Mark Blake draws on his own interviews with band members as well as the group’s friends, road crew, musical contemporaries, former housemates, and university colleagues to produce a riveting history of one of the biggest rock bands of all time. We follow Pink Floyd from the early psychedelic nights at UFO, to the stadium-rock and concept-album zenith of the seventies, to the acrimonious schisms of the late ’80s and ’90s. Along the way there are fascinating new revelations about Syd Barrett’s chaotic life at the time of Piper at the Gates of Dawn, the band’s painstaking and Byzantine recording sessions at Abbey Road, and the fractious negotiations to bring about their fragile, tantalizing reunion in Hyde Park. Meticulous, exacting, and ambitious as any Pink Floyd album, Comfortably Numb is the definitive account of this most adventurous–and most English–rock band.

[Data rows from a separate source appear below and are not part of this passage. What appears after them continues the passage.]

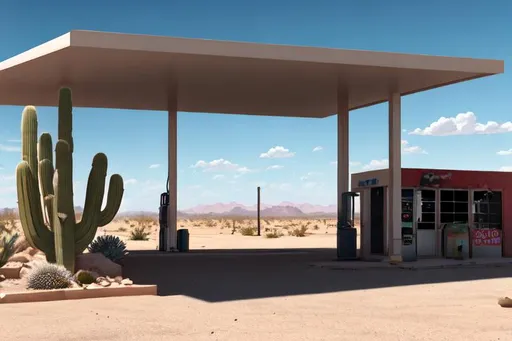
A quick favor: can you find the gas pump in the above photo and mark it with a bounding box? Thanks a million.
[158,176,170,251]
[337,191,359,260]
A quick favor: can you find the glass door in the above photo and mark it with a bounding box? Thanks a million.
[416,189,437,256]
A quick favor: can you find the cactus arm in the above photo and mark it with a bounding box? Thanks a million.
[98,174,124,227]
[38,159,55,228]
[38,133,53,163]
[16,161,55,261]
[75,153,108,254]
[21,106,39,184]
[53,140,76,271]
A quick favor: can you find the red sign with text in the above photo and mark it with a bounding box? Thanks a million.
[472,229,501,247]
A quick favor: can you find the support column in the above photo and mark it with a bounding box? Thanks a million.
[337,85,349,223]
[167,90,178,252]
[388,92,402,261]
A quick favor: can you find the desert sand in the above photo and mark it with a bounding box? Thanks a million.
[98,216,355,250]
[2,249,512,341]
[2,215,512,341]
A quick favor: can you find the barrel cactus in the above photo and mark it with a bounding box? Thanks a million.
[16,87,124,273]
[27,262,74,290]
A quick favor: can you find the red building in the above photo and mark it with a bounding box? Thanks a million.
[351,168,511,259]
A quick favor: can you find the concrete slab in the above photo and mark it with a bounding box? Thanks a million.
[311,258,512,270]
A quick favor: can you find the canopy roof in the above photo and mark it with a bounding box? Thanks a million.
[0,30,504,117]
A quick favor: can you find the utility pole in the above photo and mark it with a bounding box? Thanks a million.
[257,186,261,236]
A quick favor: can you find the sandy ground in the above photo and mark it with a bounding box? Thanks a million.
[100,217,351,250]
[3,250,512,341]
[3,217,512,340]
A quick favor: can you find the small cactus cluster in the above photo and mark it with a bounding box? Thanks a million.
[16,88,124,273]
[27,262,74,290]
[87,235,127,263]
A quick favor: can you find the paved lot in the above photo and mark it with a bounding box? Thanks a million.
[3,249,512,341]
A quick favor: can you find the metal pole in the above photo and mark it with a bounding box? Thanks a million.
[257,186,261,236]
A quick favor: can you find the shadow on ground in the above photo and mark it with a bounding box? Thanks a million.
[123,248,512,303]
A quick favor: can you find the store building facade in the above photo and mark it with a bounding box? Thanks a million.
[352,168,511,259]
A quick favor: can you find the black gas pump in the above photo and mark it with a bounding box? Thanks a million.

4. Pink Floyd and Philosophy: Careful with that Axiom, Eugene!

Pink Floyd’s sound and light shows in the 1960s defined psychedelia, but their later recordings combined rock, orchestral music, literature, and philosophy. Dark Side of the Moon and The Wall ignored pop music’s usual strictures to focus on themes of madness, despair, brutality, and alienation. Here, 16 scholars set delve into the heart of Pink Floyd by examining ideas, concepts, and problems usually encountered not in a rock band’s lyrics but in the pages of Heidegger, Foucault, and Sartre. These include the meaning of existence, the individual’s place in society, the contradictions of art and commerce, and the blurry line between genius and madness. The band’s dynamic history allows the writers to explore controversies about intellectual property, the nature of authorship, and whether wholes, especially in the case of rock bands, are more than the sum of their parts.

5. Crazy Diamond: Syd Barrett and the Dawn of Pink Floyd

Syd Barrett was Pink Floyd’s founder, singer, guitarist and principal composer, who left the group in 1968 amidst tales of acid-induced madness. Barrett’s brief flash of erratic brilliance has is now the stuff of rock legend, and his post-Floyd recordings have become cult classics.

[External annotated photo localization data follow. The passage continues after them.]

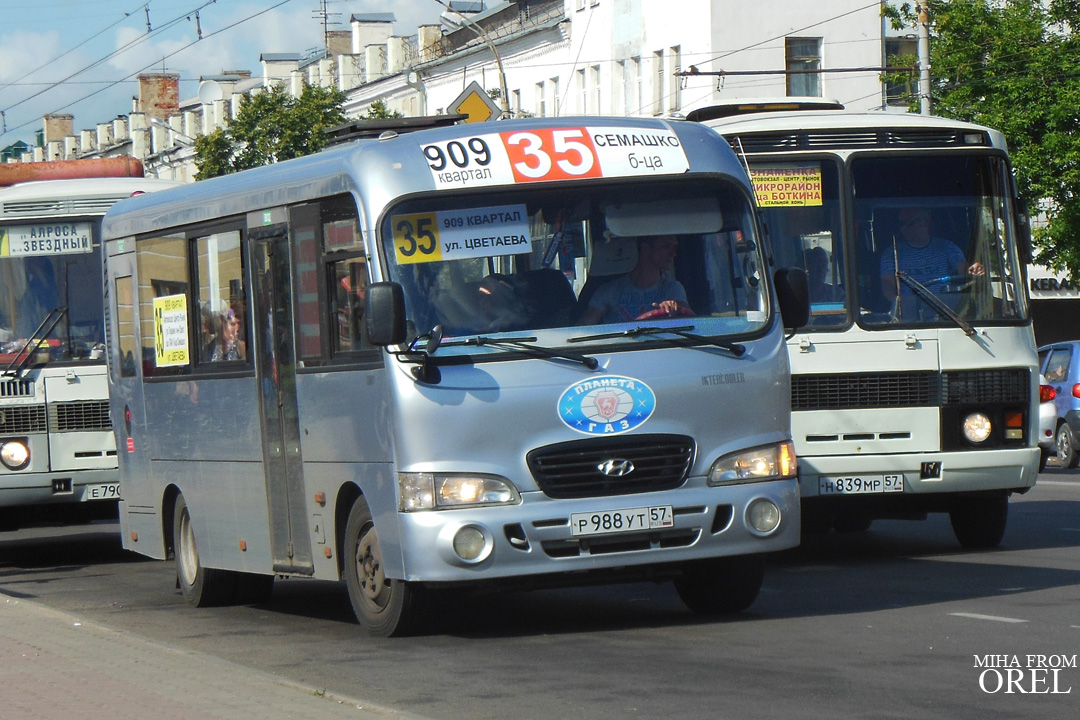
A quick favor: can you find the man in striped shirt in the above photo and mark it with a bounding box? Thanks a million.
[880,208,983,311]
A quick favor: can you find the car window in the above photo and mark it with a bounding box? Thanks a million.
[1045,348,1072,383]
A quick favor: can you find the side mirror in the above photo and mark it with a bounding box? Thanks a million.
[773,267,810,331]
[1016,197,1033,265]
[365,282,407,347]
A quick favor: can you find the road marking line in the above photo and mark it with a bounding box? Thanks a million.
[1036,480,1080,487]
[949,613,1028,624]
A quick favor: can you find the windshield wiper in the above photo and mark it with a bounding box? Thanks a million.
[442,335,599,370]
[896,272,976,337]
[568,324,746,357]
[2,306,67,378]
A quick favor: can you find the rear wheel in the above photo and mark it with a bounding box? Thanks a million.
[949,492,1009,550]
[173,494,237,606]
[343,496,424,637]
[673,555,765,615]
[1056,424,1080,469]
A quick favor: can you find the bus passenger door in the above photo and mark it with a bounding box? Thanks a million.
[249,222,314,575]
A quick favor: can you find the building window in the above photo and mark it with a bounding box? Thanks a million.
[786,37,822,97]
[653,50,664,115]
[550,77,561,116]
[536,81,546,116]
[511,89,521,115]
[630,56,641,115]
[577,68,587,114]
[670,45,682,112]
[590,65,601,114]
[885,37,918,106]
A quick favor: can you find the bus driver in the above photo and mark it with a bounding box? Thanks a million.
[579,234,689,324]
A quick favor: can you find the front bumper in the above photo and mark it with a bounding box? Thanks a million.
[393,475,800,583]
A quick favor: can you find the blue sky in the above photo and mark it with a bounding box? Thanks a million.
[0,0,443,148]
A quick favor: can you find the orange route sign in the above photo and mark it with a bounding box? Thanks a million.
[748,164,823,207]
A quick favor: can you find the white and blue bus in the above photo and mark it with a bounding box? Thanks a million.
[102,116,809,636]
[697,101,1039,548]
[0,162,180,531]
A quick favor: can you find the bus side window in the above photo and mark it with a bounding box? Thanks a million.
[331,256,373,352]
[137,235,190,377]
[194,230,246,365]
[113,275,137,378]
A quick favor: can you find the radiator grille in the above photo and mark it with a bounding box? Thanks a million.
[943,369,1029,404]
[793,368,1031,411]
[0,379,35,398]
[792,371,939,410]
[527,434,694,499]
[50,400,112,432]
[0,404,47,433]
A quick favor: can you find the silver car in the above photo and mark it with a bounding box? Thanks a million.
[1038,374,1056,471]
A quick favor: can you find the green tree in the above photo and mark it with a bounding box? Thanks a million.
[887,1,1080,273]
[366,99,403,119]
[194,83,347,180]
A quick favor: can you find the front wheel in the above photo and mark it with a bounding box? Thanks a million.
[673,555,765,615]
[343,496,424,637]
[949,492,1009,550]
[1056,424,1080,469]
[173,494,237,606]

6. The Making of Pink Floyd: The Wall

Pink Floyd’s The Wall is one of the most iconic and imaginative albums in the history of rock music, spawning one of the most ambitious stage show productions ever conceived, and a film that instantly became a cult classic. All three were created in close collaboration with renowned cartoonist and illustrator Gerald Scarfe. Here, for the first time, Scarfe shares his experiences with the band and reveals the inside story behind The Wall‘s development in the studio, on the stage, in front of the camera, and for the 2010 tour.

Beautifully illustrated, The Making of Pink Floyd: The Wall contains hundreds of unseen photos as well as exclusive interviews with Roger Waters, David Gilmour, Nick Mason, and more. The result is a book Waters calls “brilliant” and “absolutely amazing.”